アンガーマネジメントで習ったのは、ざっくりこの3つです。

  • 6秒ルール…怒りのピークは最初の6秒。そこをやり過ごすと衝動的な反応を防げる
  • エスケープ…その場をいったん離れて、感情と距離を取る
  • 怒りの数値化…「今の怒りは10段階でいくつか?」と点数をつける

やっていることは、先輩の言う「気づき」と本質的に同じでした。どれも「怒っている自分に、いったん気づくための道具」なんです。数値化なんてまさにそうで、「今のは3くらいかな」と点をつけた時点で、もう頭の一部が冷静に自分を観察している。

そして研修で一番刺さったのが、この一言でした。

怒らなくていいことは怒らない。怒るべきことは、正しく叱る。

我が家に当てはめてみた|「おちゃらけ」は怒るべきか?

これを持ち帰って、毎日のイライラに当てはめてみました。

うちの子のおちゃらけ。ご飯中の変顔、着替え中のダンス、寝る前の急なハイテンション。これは「怒るべきこと」なのか、「怒らなくていいこと」なのか?

数値化してみると、正直ほとんどが怒り2〜3でした。危険でもないし、誰かを傷つけてもいない。要するに「自分が今ちょっと面倒くさい・疲れている」だけ。子どもの問題というより、こちらのコンディションの問題だったわけです。

ここで、自分なりの線引きを決めました。

叱るべきこと(怒りを“使う”)

  • 命に関わる・ケガにつながる危険なこと(道路への飛び出し、火や刃物 など)
  • 人を傷つけること(叩く、暴言、モノを人に投げる)
  • 何度も約束したのに繰り返すこと

怒らなくていいこと(気づいて流す)

  • おちゃらけ、ふざけ
  • 失敗、こぼす、忘れる
  • 単に親の都合が悪いだけのこと(急いでるのに着替えが遅い、など)

こう分けてみると、毎日の「こら!」の8割くらいは、下の箱に入っていました。

「正しく叱る」って結局どうやるの?

では上の箱、本当に叱るべき場面ではどうするか。研修と実践でたどり着いたのはシンプルです。
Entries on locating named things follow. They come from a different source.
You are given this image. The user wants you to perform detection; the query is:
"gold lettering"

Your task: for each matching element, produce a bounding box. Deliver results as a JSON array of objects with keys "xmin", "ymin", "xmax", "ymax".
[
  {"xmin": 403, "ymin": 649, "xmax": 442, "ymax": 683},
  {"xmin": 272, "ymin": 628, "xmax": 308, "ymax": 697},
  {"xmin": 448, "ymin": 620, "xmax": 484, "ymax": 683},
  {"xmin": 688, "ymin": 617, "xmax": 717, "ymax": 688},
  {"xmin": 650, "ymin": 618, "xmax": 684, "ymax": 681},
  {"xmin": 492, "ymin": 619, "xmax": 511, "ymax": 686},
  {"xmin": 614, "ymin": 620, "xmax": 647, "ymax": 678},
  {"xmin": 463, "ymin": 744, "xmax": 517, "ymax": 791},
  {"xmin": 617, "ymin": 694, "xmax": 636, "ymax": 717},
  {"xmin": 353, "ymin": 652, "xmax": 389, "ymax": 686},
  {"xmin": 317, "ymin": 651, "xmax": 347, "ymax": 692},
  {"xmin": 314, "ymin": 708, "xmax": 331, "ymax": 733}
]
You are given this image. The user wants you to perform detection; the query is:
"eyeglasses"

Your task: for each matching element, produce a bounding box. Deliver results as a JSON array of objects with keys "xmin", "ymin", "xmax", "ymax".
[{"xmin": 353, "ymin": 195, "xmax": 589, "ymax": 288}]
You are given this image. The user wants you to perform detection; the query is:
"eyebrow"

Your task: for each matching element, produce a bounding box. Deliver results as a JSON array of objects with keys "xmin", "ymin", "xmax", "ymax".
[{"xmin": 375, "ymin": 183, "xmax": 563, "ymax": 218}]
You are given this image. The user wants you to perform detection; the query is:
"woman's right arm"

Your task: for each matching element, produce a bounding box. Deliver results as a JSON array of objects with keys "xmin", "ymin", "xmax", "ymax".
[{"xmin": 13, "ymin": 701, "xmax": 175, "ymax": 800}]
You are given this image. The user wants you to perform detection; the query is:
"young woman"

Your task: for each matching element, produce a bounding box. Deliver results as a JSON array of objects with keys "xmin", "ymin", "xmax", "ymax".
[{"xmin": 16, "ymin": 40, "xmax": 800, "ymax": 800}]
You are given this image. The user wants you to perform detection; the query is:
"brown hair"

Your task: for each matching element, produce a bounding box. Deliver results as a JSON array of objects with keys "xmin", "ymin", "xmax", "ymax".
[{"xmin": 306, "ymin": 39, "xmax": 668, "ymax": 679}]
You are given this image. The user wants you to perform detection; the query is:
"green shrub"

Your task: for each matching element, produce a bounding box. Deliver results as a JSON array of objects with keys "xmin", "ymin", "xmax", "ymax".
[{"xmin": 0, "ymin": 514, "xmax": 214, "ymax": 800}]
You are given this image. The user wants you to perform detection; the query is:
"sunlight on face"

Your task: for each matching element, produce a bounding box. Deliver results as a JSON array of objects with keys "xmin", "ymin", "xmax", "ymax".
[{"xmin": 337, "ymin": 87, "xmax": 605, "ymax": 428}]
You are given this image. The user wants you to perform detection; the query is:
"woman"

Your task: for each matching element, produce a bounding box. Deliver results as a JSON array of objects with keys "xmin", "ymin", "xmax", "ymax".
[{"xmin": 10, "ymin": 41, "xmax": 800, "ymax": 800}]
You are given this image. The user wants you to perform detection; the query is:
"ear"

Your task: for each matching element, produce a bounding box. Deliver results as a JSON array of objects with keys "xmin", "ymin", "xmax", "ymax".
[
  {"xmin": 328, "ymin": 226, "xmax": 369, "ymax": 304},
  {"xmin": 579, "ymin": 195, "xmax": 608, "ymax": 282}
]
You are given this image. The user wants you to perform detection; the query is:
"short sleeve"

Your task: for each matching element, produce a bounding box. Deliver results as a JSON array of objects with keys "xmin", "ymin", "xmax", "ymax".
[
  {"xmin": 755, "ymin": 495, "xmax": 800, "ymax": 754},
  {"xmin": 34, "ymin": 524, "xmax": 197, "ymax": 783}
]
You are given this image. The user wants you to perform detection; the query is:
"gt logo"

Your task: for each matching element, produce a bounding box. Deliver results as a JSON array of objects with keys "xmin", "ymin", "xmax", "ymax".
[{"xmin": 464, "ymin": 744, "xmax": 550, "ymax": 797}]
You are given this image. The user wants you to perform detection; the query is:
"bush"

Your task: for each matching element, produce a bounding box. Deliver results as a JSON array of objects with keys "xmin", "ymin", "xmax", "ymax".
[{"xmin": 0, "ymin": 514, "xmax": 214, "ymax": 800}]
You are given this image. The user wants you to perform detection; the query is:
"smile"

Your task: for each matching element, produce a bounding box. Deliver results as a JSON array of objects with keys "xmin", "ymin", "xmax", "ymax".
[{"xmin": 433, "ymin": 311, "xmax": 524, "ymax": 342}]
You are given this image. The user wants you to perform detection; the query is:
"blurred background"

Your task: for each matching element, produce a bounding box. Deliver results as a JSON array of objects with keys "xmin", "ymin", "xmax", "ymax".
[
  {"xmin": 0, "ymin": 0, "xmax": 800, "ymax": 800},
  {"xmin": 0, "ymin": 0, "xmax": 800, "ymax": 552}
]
  • 人格ではなく、行動を叱る…「なんでそんな子なの」ではなく「道路に飛び出したらダメ」
  • 短く…長い説教は響かないし、こちらも途中でヒートアップする
  • 理由を添える…「車が来たら危ないから」。ダメの理由をワンセットで
  • 落ち着いた声で…大声は情報ではなく恐怖しか伝わらない

叱る回数を減らして温存しておくと、いざ本気で叱ったときに、ちゃんと子どもに伝わる。毎日怒鳴っていた頃より、明らかに一発の効き目が変わりました。

明日から試せる3ステップ

難しいことは要りません。私がやっているのはこれだけです。

  1. イライラしたら、まず点数をつける…「今のは何点?」。3以下なら、たぶん怒らなくていいやつ
  2. 6秒だけ待つ or その場を1歩離れる…お茶を一口飲むでも、皿を下げるでもいい
  3. 「叱るべき箱」に入るときだけ、短く理由つきで叱る…それ以外はスルー、できれば一緒に笑う

まとめ

  • 毎日のおちゃらけへのイライラは、その多くが「怒らなくていいこと」だった
  • 大事なのは、まず「自分が今イライラしている」と気づくこと
  • アンガーマネジメント(6秒・エスケープ・数値化)は、その気づきを技術にしたもの
  • 怒る・怒らないを仕分けし、本当に大事な場面だけ「正しく叱る」と、一発が効くようになる

先輩の言った「気づきが相手を変える」は、スピリチュアルではなく、自分が変わるから子どもが変わるという、いたって現実的な話でした。

今日もきっと、うちの子はパンツを頭にかぶって踊ります。でも今は、点数をつけてから、たぶん一緒に笑えると思います。